Birlikte müdür yardımcımızın odasına gittik. Kapıyı tıklatıp içeri girdik.

"Hocam kamp tarihi afişte yazmıyor. Acaba belirlediniz mi? Ona göre hazırlık yapalım?"

"Ha evet çocuklar siz bugün hazırlansanız iyi edersiniz. Ani oldu biraz ama yarın 9'da okuldan otobüsle kamp yerine varacağız. Kampa gelecek arkadaşlarınızın telefon numaraları burada, arkadaşlarınızı tek tek arayıp haber verirseniz çok mutlu olurum." diyerek elimize bir kağıt tutuşturdu.

"Ama hocam-"

Konuşmamıza fırsat vermeden sözümüzü kesip kendi konuştu.

"Siz yaparsınız, size güveniyorum." dedikten sonra elimizdeki kağıtla birlikte resmen bizi odadan kovaladı.

Odadan çıktıktan sonra İlayda'yla birbirimize bakakaldık. Omuz silktim.

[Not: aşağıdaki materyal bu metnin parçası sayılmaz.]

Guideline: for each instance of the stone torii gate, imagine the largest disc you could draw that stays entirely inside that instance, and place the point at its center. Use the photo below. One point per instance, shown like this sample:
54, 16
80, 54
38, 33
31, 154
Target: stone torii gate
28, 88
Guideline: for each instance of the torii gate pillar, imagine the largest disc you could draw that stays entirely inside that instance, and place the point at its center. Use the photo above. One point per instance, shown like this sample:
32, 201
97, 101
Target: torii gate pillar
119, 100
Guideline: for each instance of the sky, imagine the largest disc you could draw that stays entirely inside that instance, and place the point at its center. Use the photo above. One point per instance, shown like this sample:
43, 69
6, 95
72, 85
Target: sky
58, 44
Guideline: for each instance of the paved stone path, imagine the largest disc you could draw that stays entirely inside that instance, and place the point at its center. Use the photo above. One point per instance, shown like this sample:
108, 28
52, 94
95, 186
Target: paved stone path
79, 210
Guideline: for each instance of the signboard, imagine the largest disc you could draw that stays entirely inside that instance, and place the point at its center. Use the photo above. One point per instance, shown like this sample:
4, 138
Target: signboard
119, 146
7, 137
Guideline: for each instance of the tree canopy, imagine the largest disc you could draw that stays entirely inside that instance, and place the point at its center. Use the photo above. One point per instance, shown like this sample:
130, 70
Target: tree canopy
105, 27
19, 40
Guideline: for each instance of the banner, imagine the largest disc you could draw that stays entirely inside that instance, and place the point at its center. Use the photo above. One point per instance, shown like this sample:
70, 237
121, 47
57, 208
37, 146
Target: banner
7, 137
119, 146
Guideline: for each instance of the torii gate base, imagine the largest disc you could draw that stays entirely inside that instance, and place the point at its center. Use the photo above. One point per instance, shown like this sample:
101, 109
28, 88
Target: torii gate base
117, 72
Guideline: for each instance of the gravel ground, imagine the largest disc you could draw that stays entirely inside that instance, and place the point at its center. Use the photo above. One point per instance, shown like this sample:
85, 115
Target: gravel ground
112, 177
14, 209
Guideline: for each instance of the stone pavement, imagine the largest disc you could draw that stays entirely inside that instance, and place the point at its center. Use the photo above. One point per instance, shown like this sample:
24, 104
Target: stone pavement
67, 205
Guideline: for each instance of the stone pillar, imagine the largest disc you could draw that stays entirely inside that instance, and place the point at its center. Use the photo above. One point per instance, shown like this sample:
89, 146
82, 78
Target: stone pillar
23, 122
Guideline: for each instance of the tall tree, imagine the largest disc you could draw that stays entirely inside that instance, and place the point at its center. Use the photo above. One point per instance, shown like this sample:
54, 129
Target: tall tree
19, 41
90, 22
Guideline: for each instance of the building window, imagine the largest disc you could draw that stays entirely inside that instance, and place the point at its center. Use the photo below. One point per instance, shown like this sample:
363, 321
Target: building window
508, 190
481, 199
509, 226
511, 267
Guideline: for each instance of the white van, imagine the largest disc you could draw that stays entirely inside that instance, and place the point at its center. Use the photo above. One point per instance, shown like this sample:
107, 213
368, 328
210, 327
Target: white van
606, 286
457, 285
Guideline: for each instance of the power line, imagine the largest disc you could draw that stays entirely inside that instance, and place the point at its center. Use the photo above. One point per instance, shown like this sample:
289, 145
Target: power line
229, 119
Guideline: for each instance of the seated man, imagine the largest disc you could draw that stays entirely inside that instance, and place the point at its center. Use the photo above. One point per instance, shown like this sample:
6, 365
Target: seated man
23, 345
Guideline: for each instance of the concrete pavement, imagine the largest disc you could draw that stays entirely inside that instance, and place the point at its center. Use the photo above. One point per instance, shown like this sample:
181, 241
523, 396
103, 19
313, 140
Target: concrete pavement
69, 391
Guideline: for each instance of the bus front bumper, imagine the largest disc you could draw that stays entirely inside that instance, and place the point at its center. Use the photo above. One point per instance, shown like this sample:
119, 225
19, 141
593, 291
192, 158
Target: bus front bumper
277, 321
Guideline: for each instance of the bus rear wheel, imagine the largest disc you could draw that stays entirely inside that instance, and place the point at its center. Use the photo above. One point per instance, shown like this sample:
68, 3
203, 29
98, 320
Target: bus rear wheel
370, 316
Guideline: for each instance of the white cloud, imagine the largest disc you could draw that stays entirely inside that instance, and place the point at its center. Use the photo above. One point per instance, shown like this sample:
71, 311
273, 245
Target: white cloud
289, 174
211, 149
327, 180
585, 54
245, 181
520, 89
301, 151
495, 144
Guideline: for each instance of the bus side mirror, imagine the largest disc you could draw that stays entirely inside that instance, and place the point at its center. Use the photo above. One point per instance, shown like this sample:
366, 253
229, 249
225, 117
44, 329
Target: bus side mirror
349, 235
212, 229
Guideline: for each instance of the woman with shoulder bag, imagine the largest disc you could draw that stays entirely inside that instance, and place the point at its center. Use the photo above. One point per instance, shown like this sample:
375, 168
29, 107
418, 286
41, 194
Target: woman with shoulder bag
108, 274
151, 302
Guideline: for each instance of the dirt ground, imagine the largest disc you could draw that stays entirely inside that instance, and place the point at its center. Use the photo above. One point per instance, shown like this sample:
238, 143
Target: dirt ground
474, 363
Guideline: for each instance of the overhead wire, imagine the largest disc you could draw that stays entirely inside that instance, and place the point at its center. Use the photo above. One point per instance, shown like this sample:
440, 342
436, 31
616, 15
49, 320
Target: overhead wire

"Yapacak bir şey yok. Bu da bize kaldı."

"Aynen."

"İlayda bak ne dicem. Sen alışveriş yapmayı seversin. Kamp için bir şeyler al. Kamp çantalarımızı hazırlama işini sana bırakıyorum. Bende bunlarla ilgilenirim. Kabul mü?"

"Normalde kabul etmezdim ama telefonla herkesi arayıp uğraşmak istemiyorum valla. Olur tamam."

Bu konuda da anlaşmamıza sevinmiştim. Okuldan hızlı hızlı çıktık. Okul kapısının önünde bir kız koluma çarpıp geçti. Sonra arkasını döndü.

"Özür dilerim. Yanlışlıkla çarptım. Sürekli birilerine çarpıyorum." dedi ve güldü. Bu Simgeydi. Bence artık Simge'yi de aramıza almanın vakti gelmişti. İyi kızdı ve ona kanım ısınmıştı.

"Önemli değil Simge. Ya şey dur bir dakika sen kampa geliyor musun?"

"Yok, ismimi yazdırmadım gelmicem gibi."

"Müdür yardımcısı daha çıkmamıştır, ismini yazdırsana? Lütfen kırma bizi ya bizimle takılırsın?"

"Aslında reddederdim ama seni kırmıyım bu seferlik. Okula gidiyodum zaten yazdırırım ismimi."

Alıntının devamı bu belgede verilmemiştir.